Agents need to know what a tool does to the world before calling it. Descriptions should go beyond structured annotations to explain consequences.

Conciseness3/5

Is the description appropriately sized, front-loaded, and free of redundancy?

The description is concise with two sentences, but the first sentence ('GET /stablecoins/stablecoinprices') is redundant API endpoint information that doesn't add value for an AI agent. The second sentence is clear but could be more front-loaded with essential context.

Shorter descriptions cost fewer tokens and are easier for agents to parse. Every sentence should earn its place.

Completeness3/5

Given the tool's complexity, does the description cover enough for an agent to succeed on first attempt?
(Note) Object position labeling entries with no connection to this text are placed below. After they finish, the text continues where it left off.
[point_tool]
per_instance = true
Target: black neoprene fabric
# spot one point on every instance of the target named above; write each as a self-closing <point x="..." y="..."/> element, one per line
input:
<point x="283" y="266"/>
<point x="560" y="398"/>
Given the tool has 0 parameters, 100% schema coverage, and an output schema exists, the description is minimally adequate. However, with no annotations and siblings offering similar functionality, it lacks completeness in distinguishing use cases and behavioral context, which could confuse an agent.

Complex tools with many parameters or behaviors need more documentation. Simple tools need less. This dimension scales expectations accordingly.

Parameters4/5

Does the description clarify parameter syntax, constraints, interactions, or defaults beyond what the schema provides?

The tool has 0 parameters, and schema description coverage is 100%. The description doesn't need to add parameter semantics, as there are none to document. It appropriately focuses on the tool's purpose without unnecessary parameter details.

Input schemas describe structure but not intent. Descriptions should explain non-obvious parameter relationships and valid value ranges.

Purpose4/5

Does the description clearly state what the tool does and how it differs from similar tools?

The description clearly states the tool's purpose: 'Get historical prices of all stablecoins.' It specifies the verb ('Get'), resource ('historical prices'), and scope ('all stablecoins'). However, it doesn't differentiate from sibling tools like 'get_stablecoin_history' or 'get_current_prices', which might offer similar data with different timeframes or scopes.

Agents choose between tools based on descriptions. A clear purpose with a specific verb and resource helps agents select the right tool.

Usage Guidelines2/5

Does the description explain when to use this tool, when not to, or what alternatives exist?

The description provides no guidance on when to use this tool versus alternatives. With siblings like 'get_stablecoin_history' and 'get_current_prices' available, there's no indication of whether this tool is for bulk historical data, real-time prices, or specific time ranges. Usage context is implied but not explicit.

Agents often have multiple tools that could apply. Explicit usage guidance like "use X instead of Y when Z" prevents misuse.